Third Quarter 2017 is the fifth in a row that the Wilshire US REIT Index has underperformed the S&P 500 Index, an unprecedented losing streak based primarily on the assumption that deregulation and tax cuts at home and a broad based economic recovery abroad will jump start an economy (and earnings) in its eighth year of expansion, leading to outsized benefits for the tenants rather than the landlords. The sharp rally in the S&P 500 Index is somewhat surprising in the face of geopolitical turmoil and dysfunction in Washington D.C.; when interviewed on Bloomberg Television, the newly minted Nobel Laureate in Economics, Richard Thaler, stated, “We seem to be living in the riskiest moment of our lives, and yet the stock market seems to be napping; I admit to not understanding it.” Most likely, bond investors are having trouble understanding the equity market rally as well. Once the euphoria of the 2016 election wore off, the yield curve has actually been flattening with the spread in yield between the 10-Year Treasury Note to the 2-Year going from a high of 135.5 bps on December 22, 2016 to a low of 76.3 bps on October 16, 2017.

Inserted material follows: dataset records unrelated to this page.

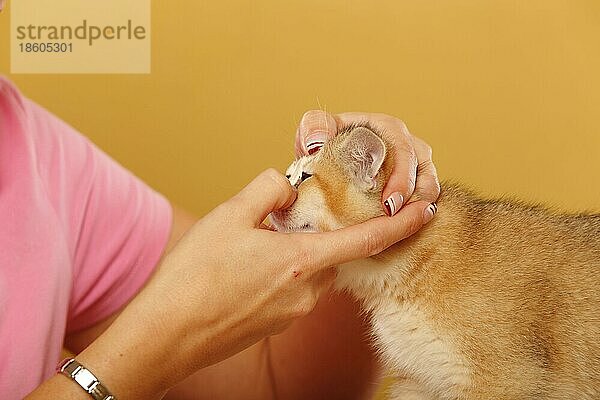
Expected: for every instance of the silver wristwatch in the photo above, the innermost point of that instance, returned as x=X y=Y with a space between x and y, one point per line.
x=83 y=377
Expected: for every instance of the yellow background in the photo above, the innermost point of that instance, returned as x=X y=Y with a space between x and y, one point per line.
x=506 y=92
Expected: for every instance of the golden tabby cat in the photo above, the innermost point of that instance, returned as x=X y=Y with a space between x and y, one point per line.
x=493 y=299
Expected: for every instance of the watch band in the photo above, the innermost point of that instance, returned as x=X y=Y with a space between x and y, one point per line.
x=71 y=368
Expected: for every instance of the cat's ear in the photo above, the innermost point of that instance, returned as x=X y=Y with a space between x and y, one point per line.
x=363 y=153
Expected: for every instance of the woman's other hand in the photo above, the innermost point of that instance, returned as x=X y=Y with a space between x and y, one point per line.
x=413 y=177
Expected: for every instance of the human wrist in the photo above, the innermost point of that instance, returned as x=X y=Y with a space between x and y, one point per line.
x=137 y=356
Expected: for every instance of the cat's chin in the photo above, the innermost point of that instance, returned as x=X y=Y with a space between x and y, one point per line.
x=301 y=228
x=279 y=227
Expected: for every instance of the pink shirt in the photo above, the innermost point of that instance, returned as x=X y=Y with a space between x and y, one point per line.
x=79 y=236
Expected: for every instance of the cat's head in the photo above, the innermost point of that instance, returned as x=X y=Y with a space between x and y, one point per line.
x=338 y=186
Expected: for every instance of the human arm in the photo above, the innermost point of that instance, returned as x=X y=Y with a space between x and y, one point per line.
x=227 y=284
x=328 y=347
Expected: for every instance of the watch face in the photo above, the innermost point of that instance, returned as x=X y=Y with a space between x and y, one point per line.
x=85 y=379
x=63 y=364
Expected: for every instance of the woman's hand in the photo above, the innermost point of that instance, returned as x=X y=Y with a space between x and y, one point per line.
x=413 y=177
x=227 y=284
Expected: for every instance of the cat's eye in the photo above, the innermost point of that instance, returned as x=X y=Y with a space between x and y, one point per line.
x=305 y=176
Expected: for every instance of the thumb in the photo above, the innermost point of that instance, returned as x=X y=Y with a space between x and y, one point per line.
x=315 y=128
x=268 y=192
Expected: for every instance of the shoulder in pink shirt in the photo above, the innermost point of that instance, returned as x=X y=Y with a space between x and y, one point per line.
x=79 y=236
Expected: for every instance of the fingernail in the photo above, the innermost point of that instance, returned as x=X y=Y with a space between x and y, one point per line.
x=393 y=203
x=315 y=141
x=429 y=212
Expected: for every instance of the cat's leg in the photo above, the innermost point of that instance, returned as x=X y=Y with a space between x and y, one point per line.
x=407 y=389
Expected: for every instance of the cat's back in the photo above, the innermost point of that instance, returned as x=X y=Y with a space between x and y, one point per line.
x=516 y=288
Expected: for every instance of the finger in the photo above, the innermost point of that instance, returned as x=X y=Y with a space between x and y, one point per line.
x=427 y=186
x=268 y=192
x=315 y=128
x=401 y=183
x=368 y=238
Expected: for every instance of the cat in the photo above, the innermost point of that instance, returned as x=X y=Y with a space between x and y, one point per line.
x=492 y=299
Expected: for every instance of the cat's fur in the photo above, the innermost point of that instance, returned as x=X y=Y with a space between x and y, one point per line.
x=493 y=299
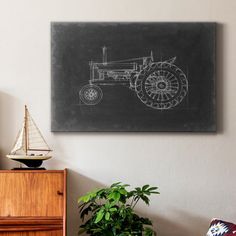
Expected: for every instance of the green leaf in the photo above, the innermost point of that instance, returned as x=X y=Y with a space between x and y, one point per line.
x=152 y=188
x=115 y=184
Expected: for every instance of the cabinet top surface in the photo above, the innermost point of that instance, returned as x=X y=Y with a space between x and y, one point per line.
x=32 y=171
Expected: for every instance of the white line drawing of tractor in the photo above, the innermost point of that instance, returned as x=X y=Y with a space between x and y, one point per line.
x=159 y=85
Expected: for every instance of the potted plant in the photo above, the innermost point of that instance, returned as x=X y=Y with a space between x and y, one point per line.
x=110 y=211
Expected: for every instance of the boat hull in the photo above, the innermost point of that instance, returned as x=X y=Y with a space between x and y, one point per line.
x=30 y=161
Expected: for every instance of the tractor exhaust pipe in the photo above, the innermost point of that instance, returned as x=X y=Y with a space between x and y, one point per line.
x=104 y=55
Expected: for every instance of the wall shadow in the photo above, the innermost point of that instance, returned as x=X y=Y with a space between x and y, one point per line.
x=220 y=58
x=11 y=113
x=180 y=224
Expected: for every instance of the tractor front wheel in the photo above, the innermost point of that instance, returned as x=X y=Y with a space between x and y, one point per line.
x=90 y=94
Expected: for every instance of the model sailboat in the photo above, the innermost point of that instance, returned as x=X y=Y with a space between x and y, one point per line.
x=30 y=147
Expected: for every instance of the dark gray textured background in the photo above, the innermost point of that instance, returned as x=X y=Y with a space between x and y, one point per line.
x=75 y=44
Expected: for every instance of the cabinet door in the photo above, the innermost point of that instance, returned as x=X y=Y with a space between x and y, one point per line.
x=32 y=193
x=34 y=233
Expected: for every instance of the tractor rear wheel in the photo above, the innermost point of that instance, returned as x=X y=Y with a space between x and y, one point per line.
x=161 y=86
x=90 y=94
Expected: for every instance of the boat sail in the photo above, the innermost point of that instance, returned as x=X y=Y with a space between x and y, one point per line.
x=30 y=147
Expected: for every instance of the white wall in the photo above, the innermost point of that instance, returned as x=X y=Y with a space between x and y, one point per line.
x=195 y=172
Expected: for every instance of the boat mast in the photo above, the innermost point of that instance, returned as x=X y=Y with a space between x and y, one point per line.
x=26 y=130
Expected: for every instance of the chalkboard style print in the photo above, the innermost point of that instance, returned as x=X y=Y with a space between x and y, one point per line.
x=133 y=76
x=159 y=85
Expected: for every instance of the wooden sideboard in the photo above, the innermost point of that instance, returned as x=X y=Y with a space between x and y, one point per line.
x=33 y=203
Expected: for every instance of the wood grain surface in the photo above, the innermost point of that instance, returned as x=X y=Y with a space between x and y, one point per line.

Yet, despite these signals from the bond market and a lack of a clear consensus among the members of the Federal Open Market Committee on their own inflation expectations, Chair Yellen and her cohort seem determined to begin the long path to balance sheet normalization and to gradually remove monetary accommodation; current odds of a rate hike in December stand at 76.7%. Certainly the hawks on the Committee were emboldened by the October Employment Situation Summary released by the Bureau of Labor Statistics which showed another tick down on the unemployment rate to 4.2% and a 2.9% increase in average hourly earnings for the past 12 months.
Given the intention of the FOMC to normalize its balance sheet and to tighten policy, albeit slowly, it is surprising to see the yield on 10-Year Treasury Note continue to decline. Perhaps some caution on the equity market euphoria is in order. And, while the 2.4% return on the Wilshire REIT Index pales in comparison to the 14.2% delivered by the S&P 500 Index, year-to-date, the underperformance has certainly made the REITs more attractive in terms of relative valuation. REITs are still projected to deliver positive same-store NOI growth for 2017 and aggregate construction as a percentage of total stock remains well below the historical average. Trading at double digit discounts to private market valuations (and thus attractive to private equity investors who are flush with cash), what is not to like about REITs except for potentially misplaced concerns about interest rate sensitivity?